Friday, January 30, 2009

Jan. 30, 2009

Turns out that ridding your neighborhood of the local Vampire and ridding a body of the disease that turned you into one, are pretty much the same.
With the local Vampire you simply drive a stake through its heart.
With an MDS patient you start by driving a pic-line into an arm.
Welcome to my first full day of Transplant.
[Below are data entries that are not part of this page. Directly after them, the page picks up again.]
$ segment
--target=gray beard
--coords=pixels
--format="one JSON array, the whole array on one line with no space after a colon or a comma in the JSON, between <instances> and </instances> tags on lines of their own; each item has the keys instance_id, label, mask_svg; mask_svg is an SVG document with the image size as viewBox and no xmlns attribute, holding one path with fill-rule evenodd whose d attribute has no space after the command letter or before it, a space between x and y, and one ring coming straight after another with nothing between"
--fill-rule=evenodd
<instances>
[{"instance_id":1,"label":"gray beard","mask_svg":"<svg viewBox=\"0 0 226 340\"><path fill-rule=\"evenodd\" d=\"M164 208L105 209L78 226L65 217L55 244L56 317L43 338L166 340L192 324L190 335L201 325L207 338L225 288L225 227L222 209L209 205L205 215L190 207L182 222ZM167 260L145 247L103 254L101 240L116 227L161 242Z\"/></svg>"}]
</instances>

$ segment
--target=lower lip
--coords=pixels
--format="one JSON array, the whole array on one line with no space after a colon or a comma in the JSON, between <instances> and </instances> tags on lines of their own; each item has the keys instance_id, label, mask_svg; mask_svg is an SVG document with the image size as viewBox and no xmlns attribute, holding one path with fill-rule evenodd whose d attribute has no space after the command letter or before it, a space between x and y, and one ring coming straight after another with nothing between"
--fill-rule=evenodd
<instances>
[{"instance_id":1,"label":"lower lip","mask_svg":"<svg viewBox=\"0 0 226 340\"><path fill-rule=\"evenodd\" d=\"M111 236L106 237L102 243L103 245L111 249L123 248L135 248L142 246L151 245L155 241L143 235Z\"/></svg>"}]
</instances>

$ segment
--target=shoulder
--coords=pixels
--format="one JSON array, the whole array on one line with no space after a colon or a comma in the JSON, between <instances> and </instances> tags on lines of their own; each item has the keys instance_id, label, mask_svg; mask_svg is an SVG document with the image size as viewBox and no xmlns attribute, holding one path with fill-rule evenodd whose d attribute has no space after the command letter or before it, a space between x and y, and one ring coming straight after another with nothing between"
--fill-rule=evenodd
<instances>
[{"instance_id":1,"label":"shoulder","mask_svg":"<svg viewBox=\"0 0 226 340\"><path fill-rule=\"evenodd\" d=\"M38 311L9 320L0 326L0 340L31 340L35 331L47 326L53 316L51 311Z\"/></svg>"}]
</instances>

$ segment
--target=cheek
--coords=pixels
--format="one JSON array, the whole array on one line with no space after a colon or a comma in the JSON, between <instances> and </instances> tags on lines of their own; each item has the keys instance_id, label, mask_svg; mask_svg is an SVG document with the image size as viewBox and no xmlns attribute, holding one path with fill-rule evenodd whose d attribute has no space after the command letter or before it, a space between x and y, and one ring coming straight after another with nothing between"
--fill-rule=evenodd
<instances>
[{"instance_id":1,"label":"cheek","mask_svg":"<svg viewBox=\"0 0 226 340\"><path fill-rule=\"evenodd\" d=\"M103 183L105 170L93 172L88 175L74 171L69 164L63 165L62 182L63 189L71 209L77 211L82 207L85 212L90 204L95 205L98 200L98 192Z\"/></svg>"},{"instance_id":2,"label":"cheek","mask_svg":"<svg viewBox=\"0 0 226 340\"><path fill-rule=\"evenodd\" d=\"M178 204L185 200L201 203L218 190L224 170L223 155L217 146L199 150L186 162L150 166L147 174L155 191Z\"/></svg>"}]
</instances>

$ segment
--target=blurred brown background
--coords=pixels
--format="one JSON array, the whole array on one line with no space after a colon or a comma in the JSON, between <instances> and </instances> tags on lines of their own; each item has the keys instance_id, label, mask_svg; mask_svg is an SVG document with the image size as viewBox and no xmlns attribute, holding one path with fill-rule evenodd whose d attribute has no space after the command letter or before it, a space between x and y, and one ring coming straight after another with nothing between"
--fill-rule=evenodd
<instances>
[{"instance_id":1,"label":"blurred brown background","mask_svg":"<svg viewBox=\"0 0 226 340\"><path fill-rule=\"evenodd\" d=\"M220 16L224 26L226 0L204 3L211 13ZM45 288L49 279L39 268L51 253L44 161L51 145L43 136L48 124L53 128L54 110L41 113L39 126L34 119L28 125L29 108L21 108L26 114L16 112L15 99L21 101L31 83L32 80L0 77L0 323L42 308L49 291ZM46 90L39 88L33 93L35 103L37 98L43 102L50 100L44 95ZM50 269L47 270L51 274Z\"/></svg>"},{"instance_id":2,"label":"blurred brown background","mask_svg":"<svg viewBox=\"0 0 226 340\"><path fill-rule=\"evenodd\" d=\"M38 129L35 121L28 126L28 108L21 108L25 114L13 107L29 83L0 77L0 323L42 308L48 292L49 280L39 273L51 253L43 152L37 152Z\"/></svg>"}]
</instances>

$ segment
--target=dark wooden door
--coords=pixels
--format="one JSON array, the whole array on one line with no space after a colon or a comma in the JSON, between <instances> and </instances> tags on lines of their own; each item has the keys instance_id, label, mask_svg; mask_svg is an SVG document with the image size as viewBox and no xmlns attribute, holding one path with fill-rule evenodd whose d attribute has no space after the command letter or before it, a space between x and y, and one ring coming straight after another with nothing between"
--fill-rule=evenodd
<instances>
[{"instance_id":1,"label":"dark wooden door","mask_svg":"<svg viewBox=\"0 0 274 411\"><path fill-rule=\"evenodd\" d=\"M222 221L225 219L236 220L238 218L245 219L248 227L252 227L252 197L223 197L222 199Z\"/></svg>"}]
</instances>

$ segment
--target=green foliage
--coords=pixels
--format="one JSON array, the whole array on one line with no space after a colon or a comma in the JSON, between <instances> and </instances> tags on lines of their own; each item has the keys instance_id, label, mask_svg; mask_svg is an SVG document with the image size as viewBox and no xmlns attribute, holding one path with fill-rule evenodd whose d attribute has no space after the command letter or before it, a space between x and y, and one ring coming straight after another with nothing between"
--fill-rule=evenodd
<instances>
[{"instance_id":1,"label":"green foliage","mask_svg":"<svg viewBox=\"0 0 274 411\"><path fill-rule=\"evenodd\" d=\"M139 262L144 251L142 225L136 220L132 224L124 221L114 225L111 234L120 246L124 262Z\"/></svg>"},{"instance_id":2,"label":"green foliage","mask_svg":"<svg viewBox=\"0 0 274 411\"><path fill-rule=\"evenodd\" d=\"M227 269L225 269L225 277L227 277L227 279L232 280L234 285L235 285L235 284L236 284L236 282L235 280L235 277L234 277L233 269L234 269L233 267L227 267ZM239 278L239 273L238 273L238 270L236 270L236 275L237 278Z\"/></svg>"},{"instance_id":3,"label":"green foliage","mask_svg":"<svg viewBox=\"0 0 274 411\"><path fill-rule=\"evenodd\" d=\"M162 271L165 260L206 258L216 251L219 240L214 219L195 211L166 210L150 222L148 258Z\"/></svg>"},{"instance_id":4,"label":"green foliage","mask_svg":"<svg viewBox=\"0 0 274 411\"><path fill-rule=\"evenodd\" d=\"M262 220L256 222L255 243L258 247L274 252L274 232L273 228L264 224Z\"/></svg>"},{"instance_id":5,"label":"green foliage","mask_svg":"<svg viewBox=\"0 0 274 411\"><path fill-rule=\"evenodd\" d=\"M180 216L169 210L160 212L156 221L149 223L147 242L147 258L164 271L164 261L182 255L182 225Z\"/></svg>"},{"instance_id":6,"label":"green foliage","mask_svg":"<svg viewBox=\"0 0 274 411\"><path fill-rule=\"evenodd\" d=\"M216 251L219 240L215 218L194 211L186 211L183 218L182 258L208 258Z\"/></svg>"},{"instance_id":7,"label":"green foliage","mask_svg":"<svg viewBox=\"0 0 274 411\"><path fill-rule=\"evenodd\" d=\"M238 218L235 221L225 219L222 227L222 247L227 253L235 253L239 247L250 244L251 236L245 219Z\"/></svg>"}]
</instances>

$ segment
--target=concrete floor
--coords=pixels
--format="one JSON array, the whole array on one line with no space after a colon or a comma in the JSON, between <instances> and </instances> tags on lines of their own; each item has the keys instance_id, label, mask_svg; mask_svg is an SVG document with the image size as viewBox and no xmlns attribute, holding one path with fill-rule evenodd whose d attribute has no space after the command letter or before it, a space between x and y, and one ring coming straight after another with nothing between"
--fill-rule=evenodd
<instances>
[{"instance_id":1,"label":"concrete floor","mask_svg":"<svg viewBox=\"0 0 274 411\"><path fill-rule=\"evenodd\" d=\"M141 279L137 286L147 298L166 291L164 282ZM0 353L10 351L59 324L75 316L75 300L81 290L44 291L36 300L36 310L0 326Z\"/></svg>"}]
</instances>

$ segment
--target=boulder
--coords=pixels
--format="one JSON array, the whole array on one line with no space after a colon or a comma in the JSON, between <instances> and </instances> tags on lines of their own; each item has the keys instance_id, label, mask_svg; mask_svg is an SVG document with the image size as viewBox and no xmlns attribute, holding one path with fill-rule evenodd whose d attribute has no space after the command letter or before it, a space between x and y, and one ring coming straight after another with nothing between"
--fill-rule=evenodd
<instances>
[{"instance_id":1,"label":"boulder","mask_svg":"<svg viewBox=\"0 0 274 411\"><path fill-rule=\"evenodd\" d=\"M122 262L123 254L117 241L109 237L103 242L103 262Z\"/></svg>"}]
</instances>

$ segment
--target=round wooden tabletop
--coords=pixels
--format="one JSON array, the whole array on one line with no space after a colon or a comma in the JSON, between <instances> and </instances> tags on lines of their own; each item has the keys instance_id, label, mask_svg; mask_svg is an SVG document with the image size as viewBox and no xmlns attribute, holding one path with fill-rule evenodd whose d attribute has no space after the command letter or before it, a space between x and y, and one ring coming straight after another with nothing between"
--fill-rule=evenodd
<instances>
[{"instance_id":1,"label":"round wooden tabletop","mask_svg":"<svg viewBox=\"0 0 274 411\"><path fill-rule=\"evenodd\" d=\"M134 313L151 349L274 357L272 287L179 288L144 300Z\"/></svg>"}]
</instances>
Maybe- just maybe- it's not as bad as I've made it sound. But it's not something you wake up in the morning looking forward to with a 'Gee, I can hardly wait to get started' attitude.
Unless you're a glutton for punishment. Or facing the fact that after 17 years of praying for the next new thing and fighting your insurance company for virtually every on label , off label and experimental drug that's come along- you are out of options.

Because even with the hope of a cure -or at least a long remission- riding on every second of the next 100 days.Even with the professional, charming and extremely skilled doctors and nurses and a hospital campus that resembles a luxury spa. Deep in your soul you know you've been found guilty of being sick and sentenced to an undetermined term of hard labor.
By the end of the first day you've been sent to a well-furnished, sun-filled isolation cell.
The rules of detention have been carefully explained. And you've listened intently because you know that any infraction of these rules can lead to the most extreme of consequences.

You look at the lines connecting you to the 4,5,6 or seven bags hanging on a pole and dripping god knows what into your arms. You're told that at 11:30 that night you'll have a bag of mustard gas derivative pumped into your body...and you can't help it. Deep in your conscious you hear Susan Sarandon's voice is whispering in your ear and picture Sean Penn taking that long, last walk.
And then you remember that you've fought too long and worked too hard to let fear win out. At least for today.
If fate is intend on putting a stake through your heart, it's going to have to run awfully fast to catch you.

1 comment:

  1. Good thing you've kept up the swimming -- it's the speed you need to outrun fate!